Source: PSIRT-CNA@flexerasoftware.com
Unrestricted file upload vulnerability in The Address Book 1.04e validates the Content-Type header but not the file extension, which allows remote attackers to upload arbitrary PHP scripts.
The Address Book 1.04e suffers from a critical vulnerability allowing for arbitrary code execution. Attackers can exploit an unrestricted file upload flaw by uploading malicious PHP scripts disguised as legitimate files, leading to complete system compromise and potential data breaches.
Step 1: Payload Creation: The attacker crafts a malicious PHP script containing the desired payload (e.g., a web shell, reverse shell, or code to exfiltrate data).
Step 2: File Disguise: The attacker renames the PHP script, giving it a seemingly harmless extension like .jpg or .png to bypass initial checks.
Step 3: File Upload: The attacker uses the vulnerable file upload functionality in The Address Book 1.04e to upload the disguised PHP script.
Step 4: Content-Type Spoofing (Optional): While the vulnerability description states Content-Type is validated, an attacker might still attempt to spoof the Content-Type header to further obfuscate the upload.
Step 5: File Access: The attacker accesses the uploaded file via a web request, triggering the server to execute the PHP code.
Step 6: Code Execution: The server's PHP interpreter executes the malicious script, granting the attacker control over the server.
The vulnerability stems from insufficient input validation. The application checks the Content-Type header during file upload but fails to validate the file extension. This allows attackers to bypass security measures by uploading PHP scripts with misleading extensions (e.g., .jpg, .png). The server then processes the uploaded file, executing the malicious PHP code when the file is accessed via a web request. The root cause is a lack of proper input validation and sanitization of uploaded files, specifically the file extension. This oversight allows for remote code execution (RCE).
While no specific APTs are directly linked to this CVE, the nature of the vulnerability makes it attractive to various threat actors.

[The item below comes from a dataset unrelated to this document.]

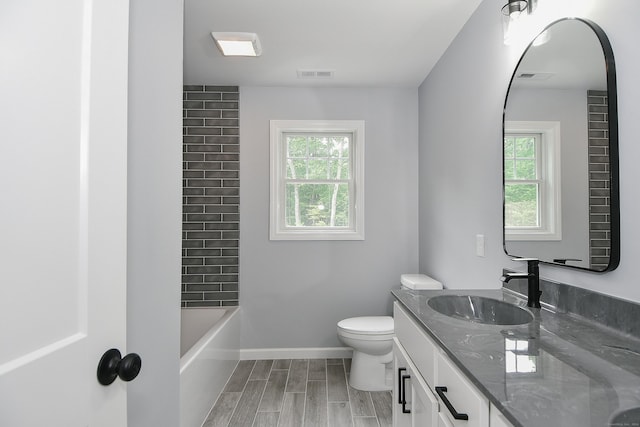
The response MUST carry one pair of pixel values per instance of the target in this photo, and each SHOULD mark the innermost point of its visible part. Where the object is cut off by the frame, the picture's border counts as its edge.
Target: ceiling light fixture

It could be used by any attacker seeking to gain initial access or escalate privileges. The age of the software makes it less likely to be a target for sophisticated APTs, but it could be used by less sophisticated actors or as part of a larger attack chain. Not listed on CISA KEV due to its age and the likely lack of widespread usage of the vulnerable software.

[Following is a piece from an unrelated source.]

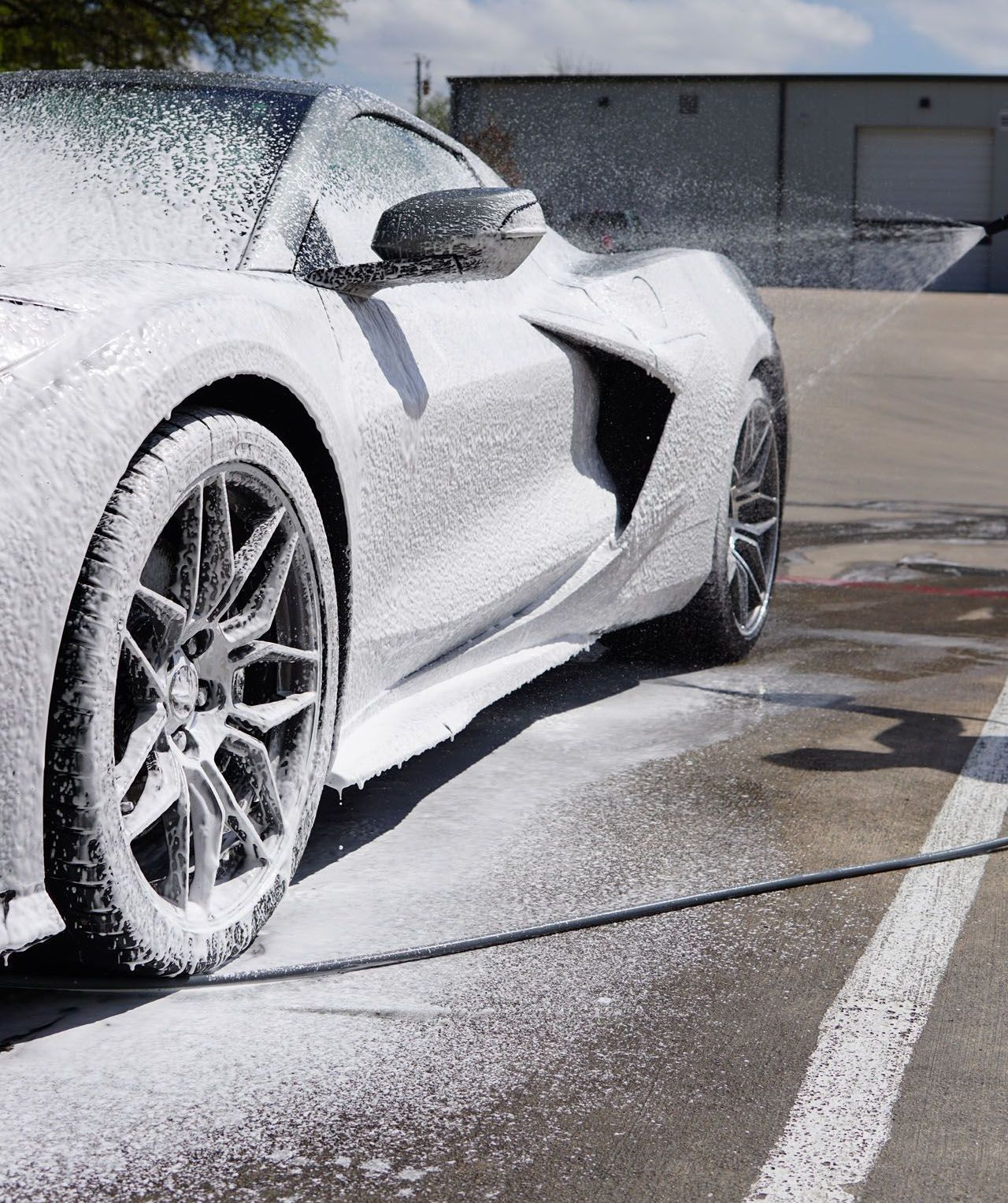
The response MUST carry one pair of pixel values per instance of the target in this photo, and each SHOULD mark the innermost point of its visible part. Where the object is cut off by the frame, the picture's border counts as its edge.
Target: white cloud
(973, 30)
(378, 41)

Monitor web server logs for suspicious file uploads, especially those with unusual extensions or file names.
Analyze web server access logs for requests to uploaded files, particularly those with unexpected extensions.
Implement file integrity monitoring to detect unauthorized file modifications.

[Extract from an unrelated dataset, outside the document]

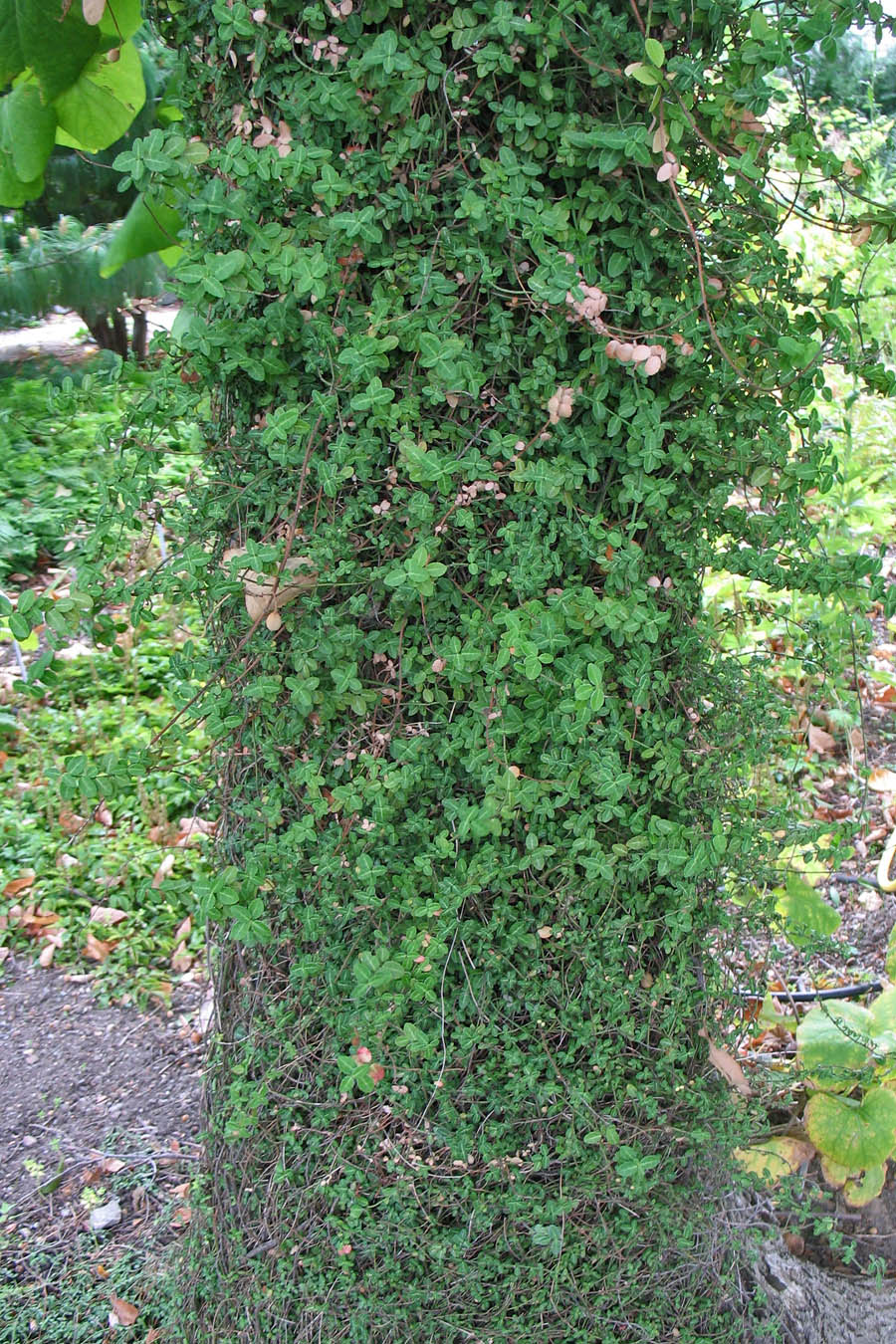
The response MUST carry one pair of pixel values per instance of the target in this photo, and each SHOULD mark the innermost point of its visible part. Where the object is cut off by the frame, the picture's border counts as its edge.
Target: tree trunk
(813, 1305)
(140, 336)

Network Intrusion Detection Systems (IDS) can be configured to detect suspicious HTTP requests containing PHP code or attempts to access uploaded files.
Examine the file system for the presence of unexpected PHP files in the upload directory.
Upgrade/Patch: The primary remediation is to upgrade to a patched version of The Address Book or, preferably, migrate to a more secure and actively maintained application. Since the software is old, patching is unlikely. Consider complete removal.
Input Validation: Implement robust input validation on the server-side to verify both the file extension and the file content. Ensure that only allowed file types are permitted.
Content-Type Validation: Strengthen Content-Type validation to ensure it aligns with the file extension and content.
File Storage: Store uploaded files outside of the webroot to prevent direct execution.
File Execution Prevention: Configure the web server to prevent execution of scripts in the upload directory (e.g., using .htaccess files or server configuration).
Regular Security Audits: Conduct regular security audits and penetration testing to identify and address vulnerabilities.